Flint had this awesome pack he wore (pictured above) that you could fill with water and he would shoot eco terrorists. With water. (Sidenote: The Gulf Coast could really use you right now, Flint.) He also had “color-change battle damage.” You know, the same old thing that happens to you when you get covered in toxic waste, acid, deadly oil spills, etc. So that was pretty cool. We all liked Flint. Personally, I liked to put his helmet on my finger and play like he was a little puppet.
Kyle, however, liked to put the helmet in his mouth. Now, he was still pretty young and those little pieces are choking hazards no matter what the age. For Dad it was probably a combination of that and the fact that everyone had been touching that helmet. Germs are not something you mess with in this family. And like I already said, Dad had enough. Enough. When that word came out of my dad’s mouth, you knew it was serious. And he had told Kyle twice already to get that helmet out of his mouth.
I think the threat had already been made. When Dad looked in the rearview mirror and saw the helmet on the tip of Kyle’s tongue for the third time, he said, “Give it here.”
Hand it over he did because there was no more messing around at this point. Down rolled the window and out flew the helmet. There may have been tears, I don’t remember, but things were never the same. What is an Eco Warrior without his helmet? He faces a world with traumatic brain injuries and deadly poisons seeping into his gray matter around every corner. And so he retired. I’m sure he still saw some terrorist fighting action, but not as much. Eco Warrior Flint was the first G.I. Joe I remember the boys having that had gear of any kind that you could control. Not long after, he was relegated to a life unfitting for any G.I. Joe at Sudsy Waters Seaside Retirement Village and Bath Tub with Moosel the Wuzzle.
In the spring of 2005 my parents bought a house for my brother and I to live in here in Norman. I had just finished my sophomore year at OU and Kyle would be starting as a freshman in the fall. That May, we painted, moved in some furniture, and I shut the door as my parents left and I cried. I was 20-years-old and I was living alone for the first time. In a house, in a town that I didn’t feel I knew, even after 2 years.

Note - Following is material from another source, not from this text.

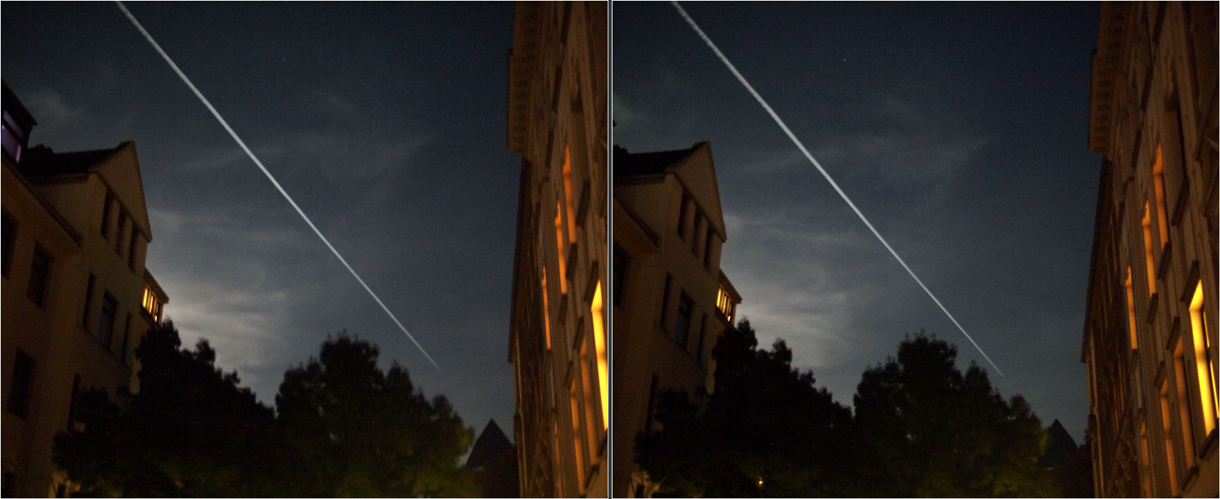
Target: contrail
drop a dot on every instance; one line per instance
(842, 194)
(270, 177)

I had recently gone through a pretty traumatic…well, let’s call it a “relationship tussle.” I was bereft and didn’t really know what to think or say or do. My best friend was in France for the summer and I knew no one that had stayed in Norman. The point is, I was really, really alone.

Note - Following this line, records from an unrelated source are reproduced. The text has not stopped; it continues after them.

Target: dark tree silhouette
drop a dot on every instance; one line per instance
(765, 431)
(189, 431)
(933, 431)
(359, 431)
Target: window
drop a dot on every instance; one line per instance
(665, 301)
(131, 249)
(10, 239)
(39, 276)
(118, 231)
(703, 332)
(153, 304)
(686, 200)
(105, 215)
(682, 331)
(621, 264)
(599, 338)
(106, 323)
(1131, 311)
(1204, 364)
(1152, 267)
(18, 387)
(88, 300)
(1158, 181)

The first week of June I started a summer class. Tuesday through Friday I spent in a lab below Sarkey’s Energy Center on the far northeastern point of OU’s campus. It was unbearably hot and humid, parking was hard to come by, and by the time I got out of class at 2 or 3pm I was ready to be at my house in the middle of the floor with the air conditioner on full blast. There is nothing like an Oklahoma summer.
After I was done with class on that first day I took myself to the grocery store. My first trip to buy food to put in that mustard yellow refrigerator. I loaded up. This was my house after all. No one lived there but me and I got to make all the decisions for the moment. It meant cream cheese, tofu, and vegetables that my family never consumed.
I bought an artichoke.
I had seen advertisements for LOST and knew plenty of people who watched it. To me it looked like some kind of Gilligan’s Island-X-Files-Survivor-dinosaur show. Yes, going in to LOST I thought that there was a DINOSAUR (you’ve got to remember that people had NO idea what was going on in the first season). When I lived in the dorms the previous year (2004-2005) I had considered watching, but knowing what Heather thought of most of my TV-viewing choices, I’d decided not to get into anything that could garner further ridicule. LOST isn’t exactly the most normal TV show.

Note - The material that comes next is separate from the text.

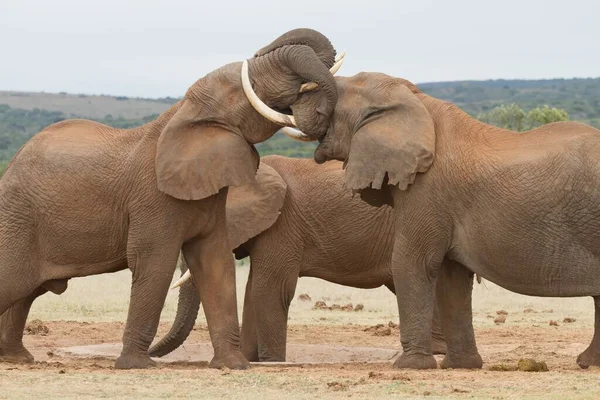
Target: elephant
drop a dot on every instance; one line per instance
(312, 227)
(81, 198)
(519, 209)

I had a plan that first night after class. They were showing the entire first season again over the summer. I boiled my artichoke, sat down in the middle of my living room floor, and watched Pilot, Part 1 (& maybe 2; don’t remember if it aired that night). And every Wednesday night after that for the rest of the summer, I boiled my artichoke, melted my butter, and watched LOST.
It was one of the first things that was “mine” when I moved into this house. It was new and special and my very own. I know I’m rambling, but let me say this one last thing about it. (And pardon the sentimentality.) There’s a line in St. Elmo’s Fire (my favorite of all the Brat Pack films) where Wendy (Mare Winningham) talks about her first night in her new apartment. She’s on her own for the very first time, having broken out from under some familial expectations about where she should live and work, what she should drive, who she should be dating, etc. In the middle of the night she gets up to make herself a peanut butter and jelly sandwich. In her house. In her kitchen. “It was the best peanut butter and jelly sandwich,” she says.
LOST was the best peanut butter and jelly sandwich I ever had.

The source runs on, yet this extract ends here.